The previous Brent--Kung algorithm runs in time $$$O((n\log n)^{3/2})$$$, actually, this is not the best-known algorithm before our algorithm.

  • The Kedlaya--Umans algorithm runs in time $$$n\cdot 2^{(\log n)^{1/2+o(1)}}$$$. For the composition $$$f\circ g \bmod h$$$, their idea is first to flatten $$$f$$$ into a multivariate polynomial, then $$$f \circ (g, g^{d} \bmod h, g^{d^2} \bmod h,\dots)$$$ will naturally have a smaller degree, thus one can hope to use evaluation-interpolation to recover the polynomial. Surprisingly, the multipoint evaluation of multivariate polynomials is, in fact, not very hard when the number of variables is moderately large (i.e., the degree is moderately small).
  • There is another algorithm depending on heavy machinery of (polynomial-)matrix operations that have in time $$$O(n^\kappa)$$$, where $$$\kappa \leq 1.43$$$ under current known bounds of matrix multiplication.

The first one looks quite great, but the hidden constant makes it impractical in the current setting.

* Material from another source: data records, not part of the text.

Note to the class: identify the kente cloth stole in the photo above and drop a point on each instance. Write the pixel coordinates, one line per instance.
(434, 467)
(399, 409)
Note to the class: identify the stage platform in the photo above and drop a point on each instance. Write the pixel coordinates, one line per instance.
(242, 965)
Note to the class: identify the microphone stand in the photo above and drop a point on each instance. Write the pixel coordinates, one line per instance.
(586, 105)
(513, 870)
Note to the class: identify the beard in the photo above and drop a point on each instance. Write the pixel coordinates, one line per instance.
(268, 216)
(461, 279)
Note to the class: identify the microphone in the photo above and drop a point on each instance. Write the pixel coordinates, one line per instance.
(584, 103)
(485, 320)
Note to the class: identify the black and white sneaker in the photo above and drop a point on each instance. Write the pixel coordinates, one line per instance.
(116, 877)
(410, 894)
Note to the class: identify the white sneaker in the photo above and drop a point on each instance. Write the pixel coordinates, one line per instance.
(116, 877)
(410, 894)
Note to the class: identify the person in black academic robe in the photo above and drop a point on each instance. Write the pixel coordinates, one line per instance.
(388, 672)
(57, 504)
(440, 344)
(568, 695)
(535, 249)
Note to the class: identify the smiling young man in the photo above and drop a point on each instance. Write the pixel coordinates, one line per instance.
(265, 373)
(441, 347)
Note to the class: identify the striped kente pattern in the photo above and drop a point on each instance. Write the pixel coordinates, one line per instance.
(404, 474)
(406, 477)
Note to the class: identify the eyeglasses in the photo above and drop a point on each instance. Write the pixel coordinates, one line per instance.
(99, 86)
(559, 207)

Due to the impracticality of fast matrix multiplication, the second one has $$$\tilde O(n^{5/3})$$$ time when replacing the matrix multiplication with brute force.

So Brent--Kung is still the best algorithm in practice before the new algorithm, and it is implemented in the FLINT library (see the documentation).

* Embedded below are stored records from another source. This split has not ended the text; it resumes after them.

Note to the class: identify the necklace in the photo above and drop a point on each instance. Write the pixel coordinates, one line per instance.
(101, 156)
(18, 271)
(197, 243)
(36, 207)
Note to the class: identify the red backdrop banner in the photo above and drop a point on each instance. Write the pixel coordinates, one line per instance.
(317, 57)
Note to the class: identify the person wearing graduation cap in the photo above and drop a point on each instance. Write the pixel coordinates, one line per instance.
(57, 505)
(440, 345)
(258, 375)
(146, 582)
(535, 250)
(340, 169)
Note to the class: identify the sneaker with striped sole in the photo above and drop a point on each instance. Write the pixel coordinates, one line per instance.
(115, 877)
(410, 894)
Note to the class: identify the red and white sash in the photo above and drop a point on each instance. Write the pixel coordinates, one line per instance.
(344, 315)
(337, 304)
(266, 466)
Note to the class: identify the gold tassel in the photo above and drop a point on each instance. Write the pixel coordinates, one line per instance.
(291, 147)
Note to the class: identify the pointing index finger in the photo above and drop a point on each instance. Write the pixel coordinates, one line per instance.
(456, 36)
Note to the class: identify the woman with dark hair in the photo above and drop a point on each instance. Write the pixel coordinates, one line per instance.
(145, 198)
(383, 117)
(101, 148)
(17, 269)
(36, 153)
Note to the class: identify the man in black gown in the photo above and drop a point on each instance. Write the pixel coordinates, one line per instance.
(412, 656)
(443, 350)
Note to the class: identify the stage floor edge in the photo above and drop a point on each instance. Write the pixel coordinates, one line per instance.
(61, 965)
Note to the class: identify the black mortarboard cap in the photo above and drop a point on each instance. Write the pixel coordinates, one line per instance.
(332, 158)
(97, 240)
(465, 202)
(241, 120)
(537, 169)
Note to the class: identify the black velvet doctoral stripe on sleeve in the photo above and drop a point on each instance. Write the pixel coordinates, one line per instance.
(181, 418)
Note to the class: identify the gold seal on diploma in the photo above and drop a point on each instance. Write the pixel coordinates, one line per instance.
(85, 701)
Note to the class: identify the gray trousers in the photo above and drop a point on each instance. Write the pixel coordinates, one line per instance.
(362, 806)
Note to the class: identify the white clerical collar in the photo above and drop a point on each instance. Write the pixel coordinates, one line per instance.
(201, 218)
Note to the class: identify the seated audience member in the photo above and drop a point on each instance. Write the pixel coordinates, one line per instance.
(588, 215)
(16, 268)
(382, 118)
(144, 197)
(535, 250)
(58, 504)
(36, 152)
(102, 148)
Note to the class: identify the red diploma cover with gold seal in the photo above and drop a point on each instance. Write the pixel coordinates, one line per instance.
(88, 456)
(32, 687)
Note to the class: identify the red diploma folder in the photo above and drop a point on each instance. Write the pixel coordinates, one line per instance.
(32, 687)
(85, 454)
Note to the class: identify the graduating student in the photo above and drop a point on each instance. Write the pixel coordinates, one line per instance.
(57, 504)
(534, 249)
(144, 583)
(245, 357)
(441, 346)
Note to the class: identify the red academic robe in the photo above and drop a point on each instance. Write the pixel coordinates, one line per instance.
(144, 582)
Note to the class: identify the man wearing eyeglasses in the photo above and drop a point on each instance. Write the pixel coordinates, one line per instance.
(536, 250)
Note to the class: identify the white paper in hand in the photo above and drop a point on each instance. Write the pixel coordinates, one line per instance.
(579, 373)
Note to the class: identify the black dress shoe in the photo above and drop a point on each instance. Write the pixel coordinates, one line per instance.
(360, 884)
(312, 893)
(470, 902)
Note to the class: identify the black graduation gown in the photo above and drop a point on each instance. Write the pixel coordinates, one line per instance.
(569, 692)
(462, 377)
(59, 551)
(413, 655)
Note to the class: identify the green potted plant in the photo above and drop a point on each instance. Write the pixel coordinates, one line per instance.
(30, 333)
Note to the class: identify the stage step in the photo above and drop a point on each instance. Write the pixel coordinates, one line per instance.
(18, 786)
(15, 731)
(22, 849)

According to the practical experiments in library checker, it's quite clear that it's time to introduce the new algorithm to the maintainer of number theoretic computation libraries. :)

  • »
    »
    3 weeks ago, # ^ |
    Rev. 4   Vote: I like it +68 Vote: I do not like it

    An alternative way to interpret the algorithm is to consider the following process:

    • Our goal is to compute $$$f(y) \bmod (y - g(x))$$$, define $$$M_1 = y - g(x)$$$. Define $$$M_{2t}(x, y) = M_t(x,y) M_t(-x,y)$$$, then $$$M_{2t}$$$ only has degrees multiple of $$$t$$$ in $$$x$$$. On can compute $$$f \bmod M_{2^k}$$$, then $$$\bmod M_{2^{k-1}}$$$, and so on, until $$$\bmod M_1$$$.

    The obvious ways to generalize the new algorithm are the following, still within the time complexity $$$O(n\log^2 n)$$$.:

    • For $$$n$$$ is a power of two, or smooth enough, we can use the same algorithm to solve in modulo $$$x^n - a$$$.
    • For the computation of $$$[x^n] P(x, y)/Q(x, y)$$$ where $$$P, Q$$$ both have a constant degree in $$$y$$$ initially, this seems to produce algorithms for some basis conversion of some other polynomial basis with independent interest.

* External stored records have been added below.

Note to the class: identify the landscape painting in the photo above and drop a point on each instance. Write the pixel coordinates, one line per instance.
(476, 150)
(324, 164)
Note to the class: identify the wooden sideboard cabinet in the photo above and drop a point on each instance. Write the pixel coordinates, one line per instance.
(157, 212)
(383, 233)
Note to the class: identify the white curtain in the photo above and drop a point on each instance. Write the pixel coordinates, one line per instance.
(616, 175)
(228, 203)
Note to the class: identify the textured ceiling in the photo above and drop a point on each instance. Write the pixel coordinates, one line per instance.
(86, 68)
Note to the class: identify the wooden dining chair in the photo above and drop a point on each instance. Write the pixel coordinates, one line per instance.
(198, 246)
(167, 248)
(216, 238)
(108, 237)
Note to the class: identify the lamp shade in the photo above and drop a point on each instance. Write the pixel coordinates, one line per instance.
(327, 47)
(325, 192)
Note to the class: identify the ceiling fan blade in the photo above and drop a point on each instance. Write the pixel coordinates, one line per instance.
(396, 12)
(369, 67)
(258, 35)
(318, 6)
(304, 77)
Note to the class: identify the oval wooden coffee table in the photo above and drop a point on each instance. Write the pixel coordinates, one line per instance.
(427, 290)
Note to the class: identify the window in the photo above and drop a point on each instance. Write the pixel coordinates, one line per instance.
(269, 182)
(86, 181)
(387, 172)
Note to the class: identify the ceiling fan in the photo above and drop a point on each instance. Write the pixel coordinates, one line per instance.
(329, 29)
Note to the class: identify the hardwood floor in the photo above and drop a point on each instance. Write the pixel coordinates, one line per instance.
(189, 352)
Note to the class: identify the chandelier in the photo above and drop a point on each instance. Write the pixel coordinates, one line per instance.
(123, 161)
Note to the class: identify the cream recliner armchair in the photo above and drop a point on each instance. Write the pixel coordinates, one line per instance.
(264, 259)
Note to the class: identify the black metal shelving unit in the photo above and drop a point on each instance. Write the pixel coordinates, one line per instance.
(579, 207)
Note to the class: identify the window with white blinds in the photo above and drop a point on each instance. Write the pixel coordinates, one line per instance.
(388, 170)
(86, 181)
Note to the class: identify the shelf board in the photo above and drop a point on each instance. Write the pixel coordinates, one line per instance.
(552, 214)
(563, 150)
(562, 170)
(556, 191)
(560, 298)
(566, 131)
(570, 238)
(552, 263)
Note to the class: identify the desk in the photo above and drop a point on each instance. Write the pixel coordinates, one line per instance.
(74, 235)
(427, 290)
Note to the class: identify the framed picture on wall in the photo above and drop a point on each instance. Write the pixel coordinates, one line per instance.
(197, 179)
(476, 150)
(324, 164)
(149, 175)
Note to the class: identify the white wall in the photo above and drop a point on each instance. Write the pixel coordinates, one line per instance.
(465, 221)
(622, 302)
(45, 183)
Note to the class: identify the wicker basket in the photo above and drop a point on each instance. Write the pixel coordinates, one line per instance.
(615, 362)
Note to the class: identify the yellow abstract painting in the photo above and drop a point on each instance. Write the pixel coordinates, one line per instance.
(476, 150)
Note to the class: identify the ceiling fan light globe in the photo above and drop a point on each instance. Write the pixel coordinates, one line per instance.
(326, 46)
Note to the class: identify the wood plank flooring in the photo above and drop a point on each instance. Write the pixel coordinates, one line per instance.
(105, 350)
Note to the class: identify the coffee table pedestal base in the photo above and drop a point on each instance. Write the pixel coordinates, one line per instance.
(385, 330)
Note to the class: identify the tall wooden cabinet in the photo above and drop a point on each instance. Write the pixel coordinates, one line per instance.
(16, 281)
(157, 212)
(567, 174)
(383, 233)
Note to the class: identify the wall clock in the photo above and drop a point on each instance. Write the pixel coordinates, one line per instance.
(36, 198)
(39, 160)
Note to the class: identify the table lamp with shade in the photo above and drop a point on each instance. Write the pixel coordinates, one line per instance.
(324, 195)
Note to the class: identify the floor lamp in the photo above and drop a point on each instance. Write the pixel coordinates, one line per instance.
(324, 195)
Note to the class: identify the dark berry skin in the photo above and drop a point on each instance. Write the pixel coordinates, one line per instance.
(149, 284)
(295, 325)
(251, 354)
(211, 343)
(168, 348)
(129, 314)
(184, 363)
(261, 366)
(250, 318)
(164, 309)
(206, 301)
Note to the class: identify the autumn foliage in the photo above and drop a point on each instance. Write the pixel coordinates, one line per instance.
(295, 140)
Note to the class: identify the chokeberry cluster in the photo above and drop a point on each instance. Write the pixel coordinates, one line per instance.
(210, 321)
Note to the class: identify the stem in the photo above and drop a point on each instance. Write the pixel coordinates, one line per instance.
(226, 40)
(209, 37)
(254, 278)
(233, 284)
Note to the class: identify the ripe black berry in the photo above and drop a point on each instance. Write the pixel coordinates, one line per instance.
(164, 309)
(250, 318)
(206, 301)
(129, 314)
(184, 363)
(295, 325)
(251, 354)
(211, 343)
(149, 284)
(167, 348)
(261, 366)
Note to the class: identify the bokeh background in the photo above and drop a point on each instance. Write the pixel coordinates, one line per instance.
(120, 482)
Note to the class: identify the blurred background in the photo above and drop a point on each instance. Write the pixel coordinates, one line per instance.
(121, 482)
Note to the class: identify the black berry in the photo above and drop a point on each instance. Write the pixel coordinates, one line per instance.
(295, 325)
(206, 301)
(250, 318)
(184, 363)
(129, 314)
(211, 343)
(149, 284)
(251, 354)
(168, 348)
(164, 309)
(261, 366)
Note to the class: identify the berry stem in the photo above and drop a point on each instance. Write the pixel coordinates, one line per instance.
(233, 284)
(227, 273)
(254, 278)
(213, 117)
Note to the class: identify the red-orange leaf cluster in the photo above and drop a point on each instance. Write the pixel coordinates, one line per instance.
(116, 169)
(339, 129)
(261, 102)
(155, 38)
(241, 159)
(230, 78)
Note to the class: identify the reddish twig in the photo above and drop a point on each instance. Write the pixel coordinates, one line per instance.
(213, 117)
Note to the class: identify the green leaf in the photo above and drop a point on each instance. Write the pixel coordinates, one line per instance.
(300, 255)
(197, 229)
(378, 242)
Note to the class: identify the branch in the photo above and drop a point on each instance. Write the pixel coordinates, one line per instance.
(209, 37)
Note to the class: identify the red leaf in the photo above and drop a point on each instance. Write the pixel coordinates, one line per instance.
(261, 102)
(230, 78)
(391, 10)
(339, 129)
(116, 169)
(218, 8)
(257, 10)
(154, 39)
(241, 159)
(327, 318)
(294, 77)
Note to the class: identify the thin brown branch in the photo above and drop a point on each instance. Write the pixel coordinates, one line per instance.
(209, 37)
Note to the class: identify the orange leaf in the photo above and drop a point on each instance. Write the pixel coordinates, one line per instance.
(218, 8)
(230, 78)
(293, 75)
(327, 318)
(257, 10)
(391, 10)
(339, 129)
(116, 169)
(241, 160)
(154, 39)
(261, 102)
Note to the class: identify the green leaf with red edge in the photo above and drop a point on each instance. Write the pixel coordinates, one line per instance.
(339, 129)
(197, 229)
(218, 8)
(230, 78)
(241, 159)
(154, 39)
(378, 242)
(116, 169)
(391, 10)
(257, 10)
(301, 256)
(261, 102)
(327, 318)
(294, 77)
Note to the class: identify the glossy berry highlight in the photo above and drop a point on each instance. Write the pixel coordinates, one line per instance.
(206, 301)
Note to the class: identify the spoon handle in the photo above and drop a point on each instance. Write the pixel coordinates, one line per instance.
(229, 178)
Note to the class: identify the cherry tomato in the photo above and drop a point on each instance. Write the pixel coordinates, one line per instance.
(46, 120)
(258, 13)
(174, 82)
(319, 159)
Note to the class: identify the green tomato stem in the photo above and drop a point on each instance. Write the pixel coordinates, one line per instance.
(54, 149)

    Indeed, the Kedlaya--Umans algorithm and the $$$O(n^\kappa)$$$ time algorithm solve in arbitrary modulo $$$h$$$, while our algorithm only works for power series. A possible next topic is to generalize the new algorithm to arbitrary modulo $$$h$$$.

  • »
    »
    3 weeks ago, # ^ |
    Rev. 2   Vote: I like it +68 Vote: I do not like it

    So what about its application in CP?

    The first thing is that there are some problems concerning compositions and compositional inverse. For those problems, usually, we need to give an independent analysis of what differential equation it satisfies, then use such equation to produce a relaxed convolution (a.k.a. CDQ divide-conquer). Surely the relaxed convolution is theoretically faster, but I think the advantage will not be significant when the equation is complex. So now we have a quasi-optimal solution for all these kinds of problems.

    There are also several problems that I didn't know how to do efficiently, but now it is solved automatically, for example: Compute a whole column of Eulerian number $$$\langle {n\atop m} \rangle$$$ ! In the past, we can only compute a row in $$$O(n\log n)$$$ time.

    It might even be the time to check all enumerative combinatorics problems (which involve generating functions) that are considered hard in the past and see if we can solve them in a better way.